Moses-Mendelssohn-Akademie

Neue Ausstellung macht Lyrik "sichtbar"

Von Marco Oschlies

Halberstadt. Pünktlich zu den diesjährigen Domfestspielen, ist in der Moses-Mendelssohn-Akademie eine neue Ausstellung eröffnet worden. Es handelt sich um Werke der Künstlerin Helga von Loewenich, die Bilder und Collagen zu Gedichten verfolgter und ermordeter jüdischer Schriftstellerinnen angefertigt hat. Die Ausstellung trägt den Namen "Ich lebe in meinem Mutterland Wort...", umfasst 25 Exponate und ist noch bis Ende Juli zu sehen.

Es waren nur eine Handvoll Gäste, die der Vernissage am vergangenen Freitag in dem alten Rabbinerseminar im Rosenwinkel beiwohnten. Doch jene, die ein feinsinniges Gespür für Kunst, Kultur, Geschichte und Literatur besitzen, erwartete ein künstlerisches Kleinod.

Der Raum und die Zeit, das sind die zentralen Leitmotive in der Kunst Helga von Loewenichs, die im doppelten Sinne, sowohl in ihrem künstlerischen Schaffen, als nun auch in den Ausstellungsräumen zusammentreffen. Die vom Bodensee stammende Künstlerin, die eine profunde Kennerin der jüdischen Kultur und Geschichte ist, hat sich bei der Ausführung ihrer Kunstwerke von den Schriften verschiedener jüdischer Dichterinnen inspirieren lassen. Zwar führte sie selbst den Pinsel, doch sind ihre Werke Transformationen der Gedichte von Schriftstellerinnen wie Hilde Domin oder Rose Ausländer, deren Geist nun nicht mehr nur im Wort, sondern durch die Arbeit Helga von Loewenichs auch im Bild erlebbar werden.

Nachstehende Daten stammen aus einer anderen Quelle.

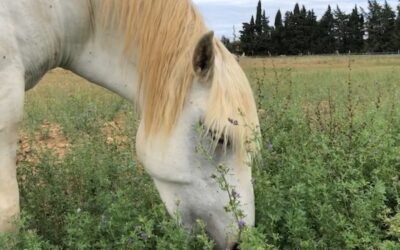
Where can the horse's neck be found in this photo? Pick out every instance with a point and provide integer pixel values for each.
(58, 33)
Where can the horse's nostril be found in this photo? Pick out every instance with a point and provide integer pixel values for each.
(235, 246)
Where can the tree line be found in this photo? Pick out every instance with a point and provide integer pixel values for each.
(376, 29)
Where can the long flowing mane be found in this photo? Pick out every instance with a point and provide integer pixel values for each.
(163, 34)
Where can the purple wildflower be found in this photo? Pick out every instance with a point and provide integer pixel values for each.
(143, 236)
(235, 194)
(241, 224)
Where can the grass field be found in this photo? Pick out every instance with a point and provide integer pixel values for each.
(328, 178)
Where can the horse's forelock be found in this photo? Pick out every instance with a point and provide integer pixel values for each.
(163, 34)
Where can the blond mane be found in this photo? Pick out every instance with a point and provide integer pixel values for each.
(164, 35)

"Es ist die Ausgewogenheit der Komposition in einem schlichten Bildraum, die dazu verhelfen, die religiösen und persönlichen Erfahrungen starker und moderner Frauen sichtbar zu machen", erklärte Marc Wrasse, Philosoph und Kunsthistoriker aus Berlin, der zu Beginn der Vernissage einige einleitende Worte an das Publikum richtete.

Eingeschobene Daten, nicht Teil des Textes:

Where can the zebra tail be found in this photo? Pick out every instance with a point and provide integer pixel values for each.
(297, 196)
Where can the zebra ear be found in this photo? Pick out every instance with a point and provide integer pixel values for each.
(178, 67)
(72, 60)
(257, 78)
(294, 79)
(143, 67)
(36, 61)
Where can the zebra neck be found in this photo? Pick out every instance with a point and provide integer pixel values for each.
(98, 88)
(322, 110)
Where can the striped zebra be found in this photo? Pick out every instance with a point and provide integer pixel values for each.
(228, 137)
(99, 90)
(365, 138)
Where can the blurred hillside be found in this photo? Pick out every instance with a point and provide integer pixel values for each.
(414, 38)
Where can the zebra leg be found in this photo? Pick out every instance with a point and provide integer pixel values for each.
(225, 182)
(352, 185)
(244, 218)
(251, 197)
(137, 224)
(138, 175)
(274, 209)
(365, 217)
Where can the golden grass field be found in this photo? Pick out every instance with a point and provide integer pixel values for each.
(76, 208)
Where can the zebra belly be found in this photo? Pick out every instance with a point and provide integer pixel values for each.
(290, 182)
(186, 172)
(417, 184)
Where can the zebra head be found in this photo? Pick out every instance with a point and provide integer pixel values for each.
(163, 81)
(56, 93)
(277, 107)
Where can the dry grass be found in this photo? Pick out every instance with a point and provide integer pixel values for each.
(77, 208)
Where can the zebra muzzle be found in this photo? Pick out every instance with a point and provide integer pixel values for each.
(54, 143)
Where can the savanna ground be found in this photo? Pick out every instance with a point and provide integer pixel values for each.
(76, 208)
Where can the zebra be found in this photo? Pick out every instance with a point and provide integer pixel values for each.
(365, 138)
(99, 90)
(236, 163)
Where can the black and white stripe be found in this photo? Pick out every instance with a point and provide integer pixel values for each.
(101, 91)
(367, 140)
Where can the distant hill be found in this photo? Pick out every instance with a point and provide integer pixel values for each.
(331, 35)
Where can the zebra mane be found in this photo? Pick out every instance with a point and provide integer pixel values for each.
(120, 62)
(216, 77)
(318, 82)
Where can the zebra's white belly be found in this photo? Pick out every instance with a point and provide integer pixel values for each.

Doch Kunst und ihre Bedeutung ist subjektiv und liegt stets im Auge des Betrachters. "Für mich strahlen die Bilder Wärme, Licht und Frieden aus", beschreibt Ausstellungsgast Jana Knoche ihre Ein- drücke der Bilderschau. "Ich persönlich liebe die Gedichte Rose Ausländers, die sich hier im Bild wiederfinden lassen. Was mich die Werke weiterhin wahrnehmen lassen, sind die tiefen Stimmungen und die menschlichen Sehnsüchte, die hier zum Ausdruck kommen", beschreibt die Quedlinburgerin ihre persönlichen Eindrücke.

Durch die untergehende Sonne am Freitagabend und die damit einhergehenden, sich verändernden Lichtverhältnisse in der alten Klaussynagoge erschienen die Werke Helga von Loewenichs stets in einem anderen Licht, was der Vieldimensionalität der Kunst eine weitere visuelle Ebene hinzufügte.